Throwback Thursday: Chicago’s Original Guitarist Terry Kath Accidentally Shoots Himself

A legend somehow not so well known to fans of music, but guitarists and rock artists revere him as one of the greatest. Even the man we all idolize as the greatest guitar player of all time, Jimi Hendrix, is known to have uttered that Terry Kath is better than him. Born in Chicago and one of the original founding members of the band Chicago, he is in deserving of some more recognition and we are here for it.

Terry Kath was born in Chicago January 31st, 1946 and was inspired to music by his mother and father who ran a lodge and enjoyed entertaining people, according to Michelle Sinclair, daughter of Terry Kath. He learned how to play the keyboard, accordian and banjo, it was the Ventures and George Bensen that inspired Kath to pick up guitar. Getting older he would play in local band Jimmy Ford and the Executives, where he would begin to meet his future Chicago band mates.

It seemed to be natural for him to get people together as his parents did. Connecting with sax player Walt Parazaider and drummer Danny Seraphine, they would the join the Missing Links. That is when they would meet Lee Loughnane, who would be noted saying that he never saw Kath withouth his guitar. The four would finally link up with trombonist, Jimmy Pankow vocalist, Robert Lamm and bassist, Peter Cetera by 1967 and call themselves the Big Thing. The would play an amazing fusion of Rock N Roll and Jazz and Blues.

Coming to the attention of James Guercio, he signs them to a production company and changed their name to Chicago Transit Authority. CTA would later start recording for Columbia Records to produce their first LP. Their first release was actually a double LP, a rare and bold move by most musicians. It included Kath’s FREE FORM GUITAR, where you can hear where Jimi Hendrix could possibly have gotten his influence. Kath Told Guitar Player magazine one time in an 1971 interview that Jimi was playing all the stuff he had in his head, when he first heard him!

The band actually promoted their album by opening up for Jimi Hendrix and Janis Joplin in 1969. Walt Paradaizer would recall Jimi Hendrix quoting “Your guitarist is better than me” upon their first encounter with each other. Kath would inspire many artists like Eddie Van Halen who used a style heard in FREE FORM GUITAR. He was a great leader musically and his originality and innovative work on the guitar may be more recognized than we think, but not enough yet!

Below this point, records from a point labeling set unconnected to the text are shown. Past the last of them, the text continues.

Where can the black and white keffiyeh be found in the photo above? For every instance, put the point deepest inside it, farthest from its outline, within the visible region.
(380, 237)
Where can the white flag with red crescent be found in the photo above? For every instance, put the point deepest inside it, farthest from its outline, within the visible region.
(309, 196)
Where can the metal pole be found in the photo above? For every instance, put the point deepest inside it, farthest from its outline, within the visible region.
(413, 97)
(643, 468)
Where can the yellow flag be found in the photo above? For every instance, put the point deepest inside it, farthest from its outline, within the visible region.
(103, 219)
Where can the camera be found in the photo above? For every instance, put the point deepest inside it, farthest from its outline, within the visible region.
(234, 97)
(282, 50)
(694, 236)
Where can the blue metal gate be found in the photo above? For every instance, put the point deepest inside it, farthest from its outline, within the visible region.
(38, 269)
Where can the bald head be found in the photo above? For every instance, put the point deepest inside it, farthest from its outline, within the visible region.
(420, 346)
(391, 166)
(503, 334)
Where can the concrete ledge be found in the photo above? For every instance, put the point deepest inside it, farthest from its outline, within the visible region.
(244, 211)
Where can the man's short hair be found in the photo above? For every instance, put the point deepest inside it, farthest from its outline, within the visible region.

Chicago Transit Authority would change their name to Chicago after the actual CTA threatened lawsuit. The band then split off with James Guercio as manager. After six albums with Chicago, Kath began taking heavy use of drugs, parties and developed a liking for guns as well. One night while cleaning his guns with at his friend Don Johnson‘s apartment, Kath did not realize a bullet in the chamber. Johnson noted to be careful and Kath said ro him without the clip it’s harmless. He would wave his pistol around, his last words as told by Johnson being “What do you think I’m going to do, blow my brains out?” Accidentally releasing the trigger by his head, he died instantly January 23th, 1978, just shy of his birthday.